A legislação veta a comercialização, o uso, o porte e a posse de substâncias cortantes como o cerol — mistura de vidro moído e cola usada para cortar outras pipas — e também da linha chilena, feita com quartzo moído, algodão e óxido de alumínio. Ambas são consideradas extremamente perigosas.

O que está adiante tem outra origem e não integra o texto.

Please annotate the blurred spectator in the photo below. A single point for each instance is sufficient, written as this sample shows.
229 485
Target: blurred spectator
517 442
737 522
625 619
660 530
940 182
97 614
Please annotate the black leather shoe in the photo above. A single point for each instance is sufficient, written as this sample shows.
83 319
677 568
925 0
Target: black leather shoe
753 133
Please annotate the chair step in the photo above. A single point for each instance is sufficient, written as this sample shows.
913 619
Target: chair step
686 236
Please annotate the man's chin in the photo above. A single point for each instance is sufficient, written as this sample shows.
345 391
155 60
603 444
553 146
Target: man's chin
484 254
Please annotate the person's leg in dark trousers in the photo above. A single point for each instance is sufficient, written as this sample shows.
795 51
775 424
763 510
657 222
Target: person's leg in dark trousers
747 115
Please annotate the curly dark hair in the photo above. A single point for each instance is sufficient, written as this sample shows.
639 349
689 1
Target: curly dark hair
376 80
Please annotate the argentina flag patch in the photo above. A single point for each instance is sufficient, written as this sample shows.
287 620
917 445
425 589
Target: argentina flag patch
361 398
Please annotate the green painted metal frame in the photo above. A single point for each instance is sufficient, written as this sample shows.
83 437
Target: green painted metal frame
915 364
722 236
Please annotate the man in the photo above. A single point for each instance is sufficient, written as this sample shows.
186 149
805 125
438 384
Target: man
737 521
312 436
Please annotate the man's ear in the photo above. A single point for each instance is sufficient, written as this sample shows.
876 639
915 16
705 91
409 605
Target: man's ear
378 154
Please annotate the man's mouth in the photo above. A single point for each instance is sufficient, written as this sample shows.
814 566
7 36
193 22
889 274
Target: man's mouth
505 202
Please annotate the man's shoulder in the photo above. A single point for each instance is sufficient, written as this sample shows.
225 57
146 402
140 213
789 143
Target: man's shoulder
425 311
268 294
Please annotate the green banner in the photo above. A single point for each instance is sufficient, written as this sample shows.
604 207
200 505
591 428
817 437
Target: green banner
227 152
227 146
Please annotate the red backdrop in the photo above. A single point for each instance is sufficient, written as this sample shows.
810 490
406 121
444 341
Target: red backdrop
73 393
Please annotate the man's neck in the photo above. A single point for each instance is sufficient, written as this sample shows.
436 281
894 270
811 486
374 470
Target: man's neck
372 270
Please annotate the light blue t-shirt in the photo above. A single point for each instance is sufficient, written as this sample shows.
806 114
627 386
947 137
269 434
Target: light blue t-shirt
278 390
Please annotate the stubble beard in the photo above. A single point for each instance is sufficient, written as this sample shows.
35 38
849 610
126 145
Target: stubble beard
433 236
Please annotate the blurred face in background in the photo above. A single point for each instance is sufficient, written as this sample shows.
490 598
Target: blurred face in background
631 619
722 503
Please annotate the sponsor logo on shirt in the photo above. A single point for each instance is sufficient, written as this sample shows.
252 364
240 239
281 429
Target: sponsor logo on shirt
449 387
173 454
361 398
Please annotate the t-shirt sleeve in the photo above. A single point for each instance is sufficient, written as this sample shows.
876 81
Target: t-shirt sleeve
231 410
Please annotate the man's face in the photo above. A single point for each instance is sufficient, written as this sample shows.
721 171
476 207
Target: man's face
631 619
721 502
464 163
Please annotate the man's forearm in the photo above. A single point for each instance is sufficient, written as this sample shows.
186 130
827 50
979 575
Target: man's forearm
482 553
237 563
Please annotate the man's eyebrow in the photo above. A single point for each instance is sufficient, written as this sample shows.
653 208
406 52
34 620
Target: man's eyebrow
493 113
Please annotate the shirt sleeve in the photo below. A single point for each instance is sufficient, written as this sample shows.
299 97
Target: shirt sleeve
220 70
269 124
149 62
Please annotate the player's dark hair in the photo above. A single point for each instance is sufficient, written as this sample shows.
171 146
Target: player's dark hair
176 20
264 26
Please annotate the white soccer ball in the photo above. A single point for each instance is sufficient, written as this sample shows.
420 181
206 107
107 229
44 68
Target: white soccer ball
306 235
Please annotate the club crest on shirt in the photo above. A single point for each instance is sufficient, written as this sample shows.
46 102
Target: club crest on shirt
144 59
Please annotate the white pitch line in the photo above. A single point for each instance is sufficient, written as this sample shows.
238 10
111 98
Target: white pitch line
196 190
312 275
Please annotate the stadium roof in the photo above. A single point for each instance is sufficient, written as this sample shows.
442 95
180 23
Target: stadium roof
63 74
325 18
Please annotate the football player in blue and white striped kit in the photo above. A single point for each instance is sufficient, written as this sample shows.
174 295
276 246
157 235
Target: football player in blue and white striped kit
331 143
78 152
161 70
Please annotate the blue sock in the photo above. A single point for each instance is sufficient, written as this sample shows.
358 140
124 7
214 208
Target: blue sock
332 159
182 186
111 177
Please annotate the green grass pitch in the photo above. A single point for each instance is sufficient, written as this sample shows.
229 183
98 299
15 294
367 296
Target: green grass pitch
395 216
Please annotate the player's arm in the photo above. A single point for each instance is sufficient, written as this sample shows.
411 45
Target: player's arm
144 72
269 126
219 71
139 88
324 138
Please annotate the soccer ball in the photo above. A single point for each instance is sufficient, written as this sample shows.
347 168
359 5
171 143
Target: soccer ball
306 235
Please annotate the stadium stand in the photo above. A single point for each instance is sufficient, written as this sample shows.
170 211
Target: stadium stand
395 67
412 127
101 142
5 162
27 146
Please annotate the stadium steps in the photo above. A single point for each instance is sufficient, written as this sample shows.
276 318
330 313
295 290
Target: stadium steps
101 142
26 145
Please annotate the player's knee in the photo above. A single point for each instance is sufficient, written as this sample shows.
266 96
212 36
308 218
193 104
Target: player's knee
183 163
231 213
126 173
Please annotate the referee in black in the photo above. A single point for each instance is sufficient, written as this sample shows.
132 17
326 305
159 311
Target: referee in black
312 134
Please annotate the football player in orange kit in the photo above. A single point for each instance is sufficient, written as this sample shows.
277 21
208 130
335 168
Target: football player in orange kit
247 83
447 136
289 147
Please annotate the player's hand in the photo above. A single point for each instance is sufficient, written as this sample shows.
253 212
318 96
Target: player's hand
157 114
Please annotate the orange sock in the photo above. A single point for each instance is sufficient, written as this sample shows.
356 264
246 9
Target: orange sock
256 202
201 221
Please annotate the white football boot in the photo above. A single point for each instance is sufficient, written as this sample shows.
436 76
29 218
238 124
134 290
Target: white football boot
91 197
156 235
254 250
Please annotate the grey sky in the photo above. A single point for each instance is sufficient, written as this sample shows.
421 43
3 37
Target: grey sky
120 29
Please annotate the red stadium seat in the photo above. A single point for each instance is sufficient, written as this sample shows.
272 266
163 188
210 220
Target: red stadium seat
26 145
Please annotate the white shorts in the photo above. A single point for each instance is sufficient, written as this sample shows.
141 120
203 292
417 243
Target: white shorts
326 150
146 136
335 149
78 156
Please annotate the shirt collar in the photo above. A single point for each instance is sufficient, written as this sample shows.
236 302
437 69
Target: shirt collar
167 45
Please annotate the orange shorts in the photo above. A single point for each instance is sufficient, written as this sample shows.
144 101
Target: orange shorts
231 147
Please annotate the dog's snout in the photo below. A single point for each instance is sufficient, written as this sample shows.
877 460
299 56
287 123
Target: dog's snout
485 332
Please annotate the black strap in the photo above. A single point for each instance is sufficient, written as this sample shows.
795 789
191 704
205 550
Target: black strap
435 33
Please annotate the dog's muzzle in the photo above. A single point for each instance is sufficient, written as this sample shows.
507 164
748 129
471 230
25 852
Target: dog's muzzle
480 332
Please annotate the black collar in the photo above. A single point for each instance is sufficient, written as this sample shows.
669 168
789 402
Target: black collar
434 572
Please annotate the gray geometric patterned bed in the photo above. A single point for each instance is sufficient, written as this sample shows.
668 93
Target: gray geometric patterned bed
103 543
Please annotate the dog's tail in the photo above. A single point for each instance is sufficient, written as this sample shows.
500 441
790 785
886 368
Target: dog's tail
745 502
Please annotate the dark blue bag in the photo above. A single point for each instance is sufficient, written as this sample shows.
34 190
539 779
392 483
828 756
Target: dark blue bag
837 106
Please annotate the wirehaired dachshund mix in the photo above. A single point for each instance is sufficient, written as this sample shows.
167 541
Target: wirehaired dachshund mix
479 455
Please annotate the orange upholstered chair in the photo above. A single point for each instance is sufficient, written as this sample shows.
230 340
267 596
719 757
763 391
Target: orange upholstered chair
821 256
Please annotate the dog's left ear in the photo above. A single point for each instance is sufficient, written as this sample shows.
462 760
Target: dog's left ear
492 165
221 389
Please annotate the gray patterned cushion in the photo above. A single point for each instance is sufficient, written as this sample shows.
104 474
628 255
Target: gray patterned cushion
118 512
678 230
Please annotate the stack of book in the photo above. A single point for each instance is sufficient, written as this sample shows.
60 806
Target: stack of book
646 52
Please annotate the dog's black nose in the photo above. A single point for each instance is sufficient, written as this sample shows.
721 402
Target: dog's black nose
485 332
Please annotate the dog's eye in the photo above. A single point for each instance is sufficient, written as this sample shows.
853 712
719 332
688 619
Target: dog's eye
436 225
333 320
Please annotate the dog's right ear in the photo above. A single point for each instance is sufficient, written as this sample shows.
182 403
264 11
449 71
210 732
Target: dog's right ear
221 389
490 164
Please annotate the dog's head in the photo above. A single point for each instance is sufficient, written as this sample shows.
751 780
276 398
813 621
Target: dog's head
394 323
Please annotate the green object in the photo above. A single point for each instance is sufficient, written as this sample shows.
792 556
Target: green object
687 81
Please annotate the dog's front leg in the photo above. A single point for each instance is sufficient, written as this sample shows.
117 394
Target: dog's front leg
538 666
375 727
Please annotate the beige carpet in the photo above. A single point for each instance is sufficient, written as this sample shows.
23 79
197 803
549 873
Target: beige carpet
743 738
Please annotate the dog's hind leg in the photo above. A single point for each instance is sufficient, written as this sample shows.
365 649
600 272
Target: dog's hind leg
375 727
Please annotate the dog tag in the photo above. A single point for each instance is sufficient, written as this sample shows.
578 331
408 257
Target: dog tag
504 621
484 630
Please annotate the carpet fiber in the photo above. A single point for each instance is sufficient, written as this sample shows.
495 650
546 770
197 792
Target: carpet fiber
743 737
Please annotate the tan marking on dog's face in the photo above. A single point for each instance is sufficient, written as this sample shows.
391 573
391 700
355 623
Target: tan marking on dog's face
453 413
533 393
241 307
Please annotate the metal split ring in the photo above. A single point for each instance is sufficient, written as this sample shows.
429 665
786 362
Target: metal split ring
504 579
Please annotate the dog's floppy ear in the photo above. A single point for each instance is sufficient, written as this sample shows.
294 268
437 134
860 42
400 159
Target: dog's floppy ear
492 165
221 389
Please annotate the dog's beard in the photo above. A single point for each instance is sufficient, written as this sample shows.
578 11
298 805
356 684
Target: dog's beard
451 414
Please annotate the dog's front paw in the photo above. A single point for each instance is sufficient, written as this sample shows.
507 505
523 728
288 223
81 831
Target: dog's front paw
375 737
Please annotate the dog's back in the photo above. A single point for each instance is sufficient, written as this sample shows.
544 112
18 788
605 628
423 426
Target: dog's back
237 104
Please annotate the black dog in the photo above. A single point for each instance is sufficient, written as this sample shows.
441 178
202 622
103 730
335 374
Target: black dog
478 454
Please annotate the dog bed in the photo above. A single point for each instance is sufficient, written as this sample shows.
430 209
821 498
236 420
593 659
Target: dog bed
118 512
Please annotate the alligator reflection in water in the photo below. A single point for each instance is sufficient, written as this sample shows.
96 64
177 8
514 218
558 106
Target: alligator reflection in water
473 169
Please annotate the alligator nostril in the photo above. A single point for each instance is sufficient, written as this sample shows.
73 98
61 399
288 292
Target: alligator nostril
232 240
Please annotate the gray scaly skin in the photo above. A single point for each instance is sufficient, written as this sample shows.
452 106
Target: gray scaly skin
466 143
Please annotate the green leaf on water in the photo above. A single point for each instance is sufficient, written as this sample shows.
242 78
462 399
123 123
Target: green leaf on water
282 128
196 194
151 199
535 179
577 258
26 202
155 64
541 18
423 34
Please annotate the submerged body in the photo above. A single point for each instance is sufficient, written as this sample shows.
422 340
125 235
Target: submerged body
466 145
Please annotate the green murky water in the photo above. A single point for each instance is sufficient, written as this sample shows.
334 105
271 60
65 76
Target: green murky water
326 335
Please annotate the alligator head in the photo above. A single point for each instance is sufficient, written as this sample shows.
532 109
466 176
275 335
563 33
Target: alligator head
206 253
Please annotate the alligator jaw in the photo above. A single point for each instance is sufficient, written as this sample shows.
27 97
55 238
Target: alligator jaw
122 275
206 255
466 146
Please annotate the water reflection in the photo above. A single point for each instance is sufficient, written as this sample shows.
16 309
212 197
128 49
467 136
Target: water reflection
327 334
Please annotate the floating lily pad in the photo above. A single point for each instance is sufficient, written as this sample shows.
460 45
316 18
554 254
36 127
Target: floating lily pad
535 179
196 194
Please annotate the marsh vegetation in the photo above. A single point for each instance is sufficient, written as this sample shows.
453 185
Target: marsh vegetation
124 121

A operação, realizada nesta quinta-feira (7), foi resultado de um trabalho de inteligência e cruzamento de informações. Os policiais localizaram uma fábrica clandestina bem estruturada, responsável por abastecer diversos estados com o produto ilegal. No local, foram apreendidos grandes quantidades de linha chilena e equipamentos utilizados na produção.
Segundo a Polícia Civil, o material é altamente cortante e resistente, capaz de provocar mutilações, ferimentos graves e até mortes. Além de colocar motociclistas em risco, o uso da linha também ameaça a rede elétrica e animais, ampliando os danos ambientais.
As denúncias sobre uso e venda de linha chilena e cerol cresceram significativamente no estado. Em 2025, foram registrados 1.203 casos, mais que o dobro dos 561 de 2024. Nos três primeiros meses de 2026, já há 110 denúncias contabilizadas. Motociclistas continuam sendo as principais vítimas. Em abril, o motociclista Leandro Rezende Cardoso, de 45 anos, morreu após ter o pescoço cortado por uma linha chilena em Cascadura, Zona Norte do Rio.